Ahí está tu nombre, cuando lo encontrás no te queda otra que pertenecerle. Será que somos la identidad de lo que nos fue prometido alguna vez, antes de huir de casa, antes de la guerra y la plegaria por volver (¿era por volver?), la caricia de llamarnos para dar a luz el quejido metafísico existente (y no por existir es imagen de vida o necesario).
Yo, a mi nombre, le doy la teta, lo hago resurgir como una estructura nueva. Me llamo. Me llamo para que me llamen. Es el paso número 1. El siguiente: me quedo quietita y rezo, digo: Hola mundo chiquito. Entonces la tormenta me abraza pero soy inmune. Bueno, un poco más inmune.
Y leo poemas. Así también me reconozco en todos los sitios. Casi como queriendo decir. Casi como si la infancia se exasperara y trajera un padre sin dolor de hombre. O una hamaca con amigos. Yo no tuve amigos sino personas pequeñas alrededor que se compadecían. Eso, la historia de nombrarse y después la plegaria: cortita y al pie. La vela siempre encendida para todo. El té verde humeante, la caricia que soy después de sentirla.
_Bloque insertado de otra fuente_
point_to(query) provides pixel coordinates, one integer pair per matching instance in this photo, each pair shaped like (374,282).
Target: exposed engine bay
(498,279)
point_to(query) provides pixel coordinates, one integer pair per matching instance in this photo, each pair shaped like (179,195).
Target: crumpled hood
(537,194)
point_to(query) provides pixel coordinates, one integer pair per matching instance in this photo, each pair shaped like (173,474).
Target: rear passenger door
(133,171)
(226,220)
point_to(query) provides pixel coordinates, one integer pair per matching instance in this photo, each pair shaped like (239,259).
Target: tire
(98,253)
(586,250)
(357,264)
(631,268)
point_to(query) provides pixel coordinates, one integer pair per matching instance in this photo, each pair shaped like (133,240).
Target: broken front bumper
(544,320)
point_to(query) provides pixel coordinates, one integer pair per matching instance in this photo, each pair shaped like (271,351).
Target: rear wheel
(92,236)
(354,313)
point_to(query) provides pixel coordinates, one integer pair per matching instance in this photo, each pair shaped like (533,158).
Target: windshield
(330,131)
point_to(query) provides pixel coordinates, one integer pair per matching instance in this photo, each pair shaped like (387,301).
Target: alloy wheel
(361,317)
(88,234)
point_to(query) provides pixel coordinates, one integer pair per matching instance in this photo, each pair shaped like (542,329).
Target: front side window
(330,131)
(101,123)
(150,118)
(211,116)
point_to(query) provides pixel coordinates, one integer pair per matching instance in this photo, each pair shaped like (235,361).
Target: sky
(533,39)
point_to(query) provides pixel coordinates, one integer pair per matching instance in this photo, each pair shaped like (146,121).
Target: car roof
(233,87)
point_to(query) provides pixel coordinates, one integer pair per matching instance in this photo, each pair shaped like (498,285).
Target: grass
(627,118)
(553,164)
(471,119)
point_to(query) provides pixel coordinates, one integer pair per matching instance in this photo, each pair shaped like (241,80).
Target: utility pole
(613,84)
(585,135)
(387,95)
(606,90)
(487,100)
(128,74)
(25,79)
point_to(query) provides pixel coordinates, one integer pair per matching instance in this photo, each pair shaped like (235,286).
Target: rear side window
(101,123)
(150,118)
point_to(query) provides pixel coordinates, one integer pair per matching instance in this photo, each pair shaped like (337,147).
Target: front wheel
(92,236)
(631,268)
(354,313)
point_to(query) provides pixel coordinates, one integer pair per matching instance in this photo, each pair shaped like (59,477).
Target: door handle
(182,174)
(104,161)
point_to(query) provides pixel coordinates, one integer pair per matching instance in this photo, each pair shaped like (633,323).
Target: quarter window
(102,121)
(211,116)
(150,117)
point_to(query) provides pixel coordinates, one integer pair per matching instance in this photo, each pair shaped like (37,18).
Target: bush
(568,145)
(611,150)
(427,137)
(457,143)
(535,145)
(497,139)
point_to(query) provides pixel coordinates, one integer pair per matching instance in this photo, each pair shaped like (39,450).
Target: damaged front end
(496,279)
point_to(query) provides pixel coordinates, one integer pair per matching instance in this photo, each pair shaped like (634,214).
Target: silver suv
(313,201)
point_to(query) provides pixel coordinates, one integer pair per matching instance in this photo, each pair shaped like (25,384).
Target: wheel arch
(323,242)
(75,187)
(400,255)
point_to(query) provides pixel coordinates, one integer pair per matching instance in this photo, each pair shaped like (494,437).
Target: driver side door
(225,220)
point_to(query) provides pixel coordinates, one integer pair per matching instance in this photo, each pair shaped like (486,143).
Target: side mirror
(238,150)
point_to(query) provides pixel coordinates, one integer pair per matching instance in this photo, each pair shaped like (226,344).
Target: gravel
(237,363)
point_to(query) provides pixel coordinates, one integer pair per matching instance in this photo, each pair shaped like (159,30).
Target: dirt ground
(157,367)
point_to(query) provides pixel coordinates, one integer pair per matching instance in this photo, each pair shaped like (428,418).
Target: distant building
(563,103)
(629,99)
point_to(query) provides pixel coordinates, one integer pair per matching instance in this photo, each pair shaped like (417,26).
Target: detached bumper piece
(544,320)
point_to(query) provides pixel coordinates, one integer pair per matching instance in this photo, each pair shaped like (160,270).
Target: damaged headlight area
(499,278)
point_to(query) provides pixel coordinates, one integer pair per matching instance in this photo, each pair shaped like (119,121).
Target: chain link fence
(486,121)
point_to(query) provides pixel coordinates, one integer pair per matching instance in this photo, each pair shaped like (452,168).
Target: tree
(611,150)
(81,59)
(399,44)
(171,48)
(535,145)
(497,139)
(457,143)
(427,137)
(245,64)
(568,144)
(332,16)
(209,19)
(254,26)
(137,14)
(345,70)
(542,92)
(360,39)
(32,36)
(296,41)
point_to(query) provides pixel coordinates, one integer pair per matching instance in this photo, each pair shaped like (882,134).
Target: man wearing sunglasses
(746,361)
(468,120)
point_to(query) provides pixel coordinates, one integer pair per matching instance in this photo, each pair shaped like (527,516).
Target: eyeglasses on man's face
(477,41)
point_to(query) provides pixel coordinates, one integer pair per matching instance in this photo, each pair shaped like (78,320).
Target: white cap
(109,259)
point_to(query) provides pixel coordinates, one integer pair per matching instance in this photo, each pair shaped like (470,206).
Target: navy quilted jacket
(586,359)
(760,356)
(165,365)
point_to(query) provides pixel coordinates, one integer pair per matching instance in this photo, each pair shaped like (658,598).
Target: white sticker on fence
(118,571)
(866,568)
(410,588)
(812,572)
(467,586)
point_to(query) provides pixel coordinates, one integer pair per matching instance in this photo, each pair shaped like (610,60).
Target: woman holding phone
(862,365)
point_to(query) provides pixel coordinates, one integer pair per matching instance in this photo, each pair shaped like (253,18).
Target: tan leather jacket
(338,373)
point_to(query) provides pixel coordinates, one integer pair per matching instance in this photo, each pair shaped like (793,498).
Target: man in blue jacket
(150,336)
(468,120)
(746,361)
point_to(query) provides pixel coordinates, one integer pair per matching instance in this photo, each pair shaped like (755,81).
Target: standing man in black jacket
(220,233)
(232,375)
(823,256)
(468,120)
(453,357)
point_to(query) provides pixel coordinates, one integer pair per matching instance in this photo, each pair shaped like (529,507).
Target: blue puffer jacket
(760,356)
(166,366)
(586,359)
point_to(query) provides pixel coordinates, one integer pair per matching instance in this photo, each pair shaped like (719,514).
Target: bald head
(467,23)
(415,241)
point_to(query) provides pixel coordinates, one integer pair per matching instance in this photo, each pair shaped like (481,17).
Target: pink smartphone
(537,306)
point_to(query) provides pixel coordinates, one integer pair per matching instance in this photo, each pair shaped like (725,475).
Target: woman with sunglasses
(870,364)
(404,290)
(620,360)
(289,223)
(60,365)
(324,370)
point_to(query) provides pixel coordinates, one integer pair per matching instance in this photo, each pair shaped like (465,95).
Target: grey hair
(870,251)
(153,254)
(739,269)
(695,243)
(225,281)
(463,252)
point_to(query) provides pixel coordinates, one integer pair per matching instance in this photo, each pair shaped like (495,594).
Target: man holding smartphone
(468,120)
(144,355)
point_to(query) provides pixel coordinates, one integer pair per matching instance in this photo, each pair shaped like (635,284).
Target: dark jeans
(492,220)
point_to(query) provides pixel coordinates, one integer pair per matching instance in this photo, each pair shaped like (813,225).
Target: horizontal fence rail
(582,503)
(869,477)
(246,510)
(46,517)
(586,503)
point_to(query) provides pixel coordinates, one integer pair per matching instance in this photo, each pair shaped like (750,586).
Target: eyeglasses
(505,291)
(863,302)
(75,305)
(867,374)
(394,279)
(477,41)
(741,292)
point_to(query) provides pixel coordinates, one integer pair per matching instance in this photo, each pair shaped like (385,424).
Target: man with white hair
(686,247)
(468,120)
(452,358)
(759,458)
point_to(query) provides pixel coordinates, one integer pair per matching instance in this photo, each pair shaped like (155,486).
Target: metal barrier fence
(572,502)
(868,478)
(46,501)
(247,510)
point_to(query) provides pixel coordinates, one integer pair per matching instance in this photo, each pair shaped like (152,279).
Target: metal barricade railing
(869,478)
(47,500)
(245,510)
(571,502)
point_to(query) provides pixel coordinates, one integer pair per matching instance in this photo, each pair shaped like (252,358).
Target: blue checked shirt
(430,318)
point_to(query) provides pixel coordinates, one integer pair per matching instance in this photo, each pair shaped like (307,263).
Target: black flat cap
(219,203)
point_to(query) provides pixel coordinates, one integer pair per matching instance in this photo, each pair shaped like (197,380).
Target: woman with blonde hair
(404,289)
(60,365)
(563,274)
Amén, amén para que me llamen. Querido diosito: nombrame. Dame este nombre que tengo y soy. Gracias, y te odio un poco por ponerme a escribir. Y por todo lo demás también te odio. Yo no sé, no aprendí nunca a llamarte sin maldecir. Quizás porque tu nombre enmudece. No permitas (dios no quiera) que suceda lo mismo con el mío. Quiero ser ínfima, cada vez. Quiero que me llamen para consumir lo que resta de mundo. Una milésima de luz entre las manos de alguien. Lo que dura estar viva: desaparecer.